Orlando's family is hardly better. Although his brother Gabo (Luis Gnecco) appears sympathetic, he clearly doesn't want to rock the boat with the rest of the family. Orlando's wife, Sonia (Aline Kuppenheim), is a hateful monster whose role in dealing with her ex-husband's belongings and funeral is - to understate it - overbearing. And Orlando's son is a cretin who boots Marina out of the apartment she shared with Orlando and, even worse, forces her into a car with several other transphobic relatives, who physically torment her, after she shows up to Orlando's wake.
"A Fantastic Woman" occasionally veers from tone to tone - melancholic and even dreamy during several sequences in nightclubs - and has a colorful style that feels partially influenced by Pedro Almodovar. Vega - who is front and center in nearly every shot - is a force of nature as Marina, and the film is often intense due to the danger that nearly always appears to be following her as she walks down the streets of Santiago, where she is assaulted both physically and verbally during the course of the film.
Lelio's film is one of the five nominees for Best Foreign Film at this year's Academy Awards.

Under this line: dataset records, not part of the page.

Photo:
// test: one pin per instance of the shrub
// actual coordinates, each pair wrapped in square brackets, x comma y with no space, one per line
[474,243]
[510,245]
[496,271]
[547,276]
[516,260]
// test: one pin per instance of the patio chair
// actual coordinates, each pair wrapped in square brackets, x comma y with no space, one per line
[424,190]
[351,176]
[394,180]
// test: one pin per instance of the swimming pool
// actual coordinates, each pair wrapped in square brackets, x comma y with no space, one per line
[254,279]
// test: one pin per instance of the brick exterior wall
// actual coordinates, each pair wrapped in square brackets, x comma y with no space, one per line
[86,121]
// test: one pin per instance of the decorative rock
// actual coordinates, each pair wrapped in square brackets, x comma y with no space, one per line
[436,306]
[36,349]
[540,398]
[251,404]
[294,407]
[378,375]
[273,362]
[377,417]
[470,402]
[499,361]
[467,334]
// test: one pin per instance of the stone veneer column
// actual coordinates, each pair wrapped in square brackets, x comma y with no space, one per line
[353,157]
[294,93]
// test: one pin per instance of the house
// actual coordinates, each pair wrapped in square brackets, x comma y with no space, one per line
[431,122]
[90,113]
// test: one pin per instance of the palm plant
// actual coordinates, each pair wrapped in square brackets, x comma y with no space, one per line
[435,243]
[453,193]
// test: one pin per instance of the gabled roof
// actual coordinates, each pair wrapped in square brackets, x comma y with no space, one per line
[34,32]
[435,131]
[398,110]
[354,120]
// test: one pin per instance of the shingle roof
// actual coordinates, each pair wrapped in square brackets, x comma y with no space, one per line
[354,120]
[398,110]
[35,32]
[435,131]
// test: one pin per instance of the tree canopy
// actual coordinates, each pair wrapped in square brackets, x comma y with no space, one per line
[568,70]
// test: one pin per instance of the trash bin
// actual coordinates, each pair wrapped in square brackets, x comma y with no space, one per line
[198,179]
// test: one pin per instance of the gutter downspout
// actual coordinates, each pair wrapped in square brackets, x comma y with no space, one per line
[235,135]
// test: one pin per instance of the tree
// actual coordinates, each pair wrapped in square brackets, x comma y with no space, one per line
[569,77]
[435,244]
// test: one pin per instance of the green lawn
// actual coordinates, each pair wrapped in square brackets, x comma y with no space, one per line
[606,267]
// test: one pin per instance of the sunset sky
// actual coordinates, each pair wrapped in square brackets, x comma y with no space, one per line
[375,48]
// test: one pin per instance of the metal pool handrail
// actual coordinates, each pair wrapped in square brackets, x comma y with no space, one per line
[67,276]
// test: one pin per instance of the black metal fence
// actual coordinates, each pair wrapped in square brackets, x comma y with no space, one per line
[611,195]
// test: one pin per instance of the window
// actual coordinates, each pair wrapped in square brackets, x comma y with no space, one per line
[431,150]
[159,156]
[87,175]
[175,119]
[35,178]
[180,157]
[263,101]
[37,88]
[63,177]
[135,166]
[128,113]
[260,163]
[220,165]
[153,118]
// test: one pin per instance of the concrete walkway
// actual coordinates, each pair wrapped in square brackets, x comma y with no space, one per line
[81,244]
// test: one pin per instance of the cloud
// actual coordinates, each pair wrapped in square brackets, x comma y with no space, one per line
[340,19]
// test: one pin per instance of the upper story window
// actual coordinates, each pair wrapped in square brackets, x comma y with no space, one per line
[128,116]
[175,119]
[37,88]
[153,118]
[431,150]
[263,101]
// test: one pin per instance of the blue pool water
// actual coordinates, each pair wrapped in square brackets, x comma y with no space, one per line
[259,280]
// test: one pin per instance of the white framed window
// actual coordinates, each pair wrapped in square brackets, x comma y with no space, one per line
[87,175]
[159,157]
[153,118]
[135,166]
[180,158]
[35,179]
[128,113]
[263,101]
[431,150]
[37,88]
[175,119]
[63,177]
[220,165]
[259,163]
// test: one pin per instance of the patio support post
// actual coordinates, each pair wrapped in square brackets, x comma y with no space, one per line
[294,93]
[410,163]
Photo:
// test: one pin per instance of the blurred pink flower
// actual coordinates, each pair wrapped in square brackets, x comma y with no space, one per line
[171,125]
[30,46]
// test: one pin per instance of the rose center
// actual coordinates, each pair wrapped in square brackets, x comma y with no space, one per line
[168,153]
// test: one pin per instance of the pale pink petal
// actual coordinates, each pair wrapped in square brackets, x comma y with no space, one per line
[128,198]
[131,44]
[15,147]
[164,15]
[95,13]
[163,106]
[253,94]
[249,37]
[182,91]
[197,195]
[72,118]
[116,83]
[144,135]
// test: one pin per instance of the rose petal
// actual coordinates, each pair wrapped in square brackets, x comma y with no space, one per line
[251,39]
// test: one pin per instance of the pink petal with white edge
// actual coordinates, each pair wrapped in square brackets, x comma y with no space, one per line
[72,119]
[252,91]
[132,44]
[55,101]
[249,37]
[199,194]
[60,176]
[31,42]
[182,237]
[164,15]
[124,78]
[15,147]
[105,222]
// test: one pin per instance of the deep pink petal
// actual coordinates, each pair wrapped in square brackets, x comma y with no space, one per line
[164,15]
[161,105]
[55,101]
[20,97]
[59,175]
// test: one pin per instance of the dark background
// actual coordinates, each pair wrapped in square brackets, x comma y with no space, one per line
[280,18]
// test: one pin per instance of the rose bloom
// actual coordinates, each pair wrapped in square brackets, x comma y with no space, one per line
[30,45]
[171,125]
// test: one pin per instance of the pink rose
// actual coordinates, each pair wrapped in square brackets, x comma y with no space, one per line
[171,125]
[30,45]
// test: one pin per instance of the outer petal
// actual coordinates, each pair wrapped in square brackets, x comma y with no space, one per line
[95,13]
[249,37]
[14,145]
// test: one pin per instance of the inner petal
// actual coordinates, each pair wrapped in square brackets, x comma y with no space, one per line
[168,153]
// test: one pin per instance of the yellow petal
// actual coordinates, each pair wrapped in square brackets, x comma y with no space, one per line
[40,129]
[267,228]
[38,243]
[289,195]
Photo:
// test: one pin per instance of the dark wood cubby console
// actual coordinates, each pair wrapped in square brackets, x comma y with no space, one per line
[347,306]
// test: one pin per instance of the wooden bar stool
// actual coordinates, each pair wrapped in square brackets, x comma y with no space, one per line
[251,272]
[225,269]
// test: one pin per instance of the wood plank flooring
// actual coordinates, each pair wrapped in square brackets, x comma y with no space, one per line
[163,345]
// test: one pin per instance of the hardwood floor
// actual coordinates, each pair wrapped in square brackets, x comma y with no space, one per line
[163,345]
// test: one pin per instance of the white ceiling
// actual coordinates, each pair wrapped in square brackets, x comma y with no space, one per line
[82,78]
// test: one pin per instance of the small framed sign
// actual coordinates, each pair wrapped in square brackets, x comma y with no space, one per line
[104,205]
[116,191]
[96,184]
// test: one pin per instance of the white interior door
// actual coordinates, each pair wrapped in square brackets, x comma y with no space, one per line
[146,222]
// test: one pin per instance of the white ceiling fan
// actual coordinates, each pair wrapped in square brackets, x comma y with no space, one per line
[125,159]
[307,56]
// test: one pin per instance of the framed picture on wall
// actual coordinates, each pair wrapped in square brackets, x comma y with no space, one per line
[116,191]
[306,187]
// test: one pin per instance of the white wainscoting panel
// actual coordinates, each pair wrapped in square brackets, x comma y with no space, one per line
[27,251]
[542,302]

It is groundbreaking in that it is one of the few films that I can recall that puts an actual trans person - as opposed to an actor playing one - in a leading role. It's also a very good movie that runs the gamut of emotions, mostly due to Vega's knockout performance.
There's a particularly noteworthy scene late in the film during which Marina is lying naked on a bed and looking down at her crotch area, which is obscured by a mirror that she has positioned there. She looks down and her face is reflected back to her. This is what Marina wants others to see, and she could care less what other people think regarding what goes on between her legs.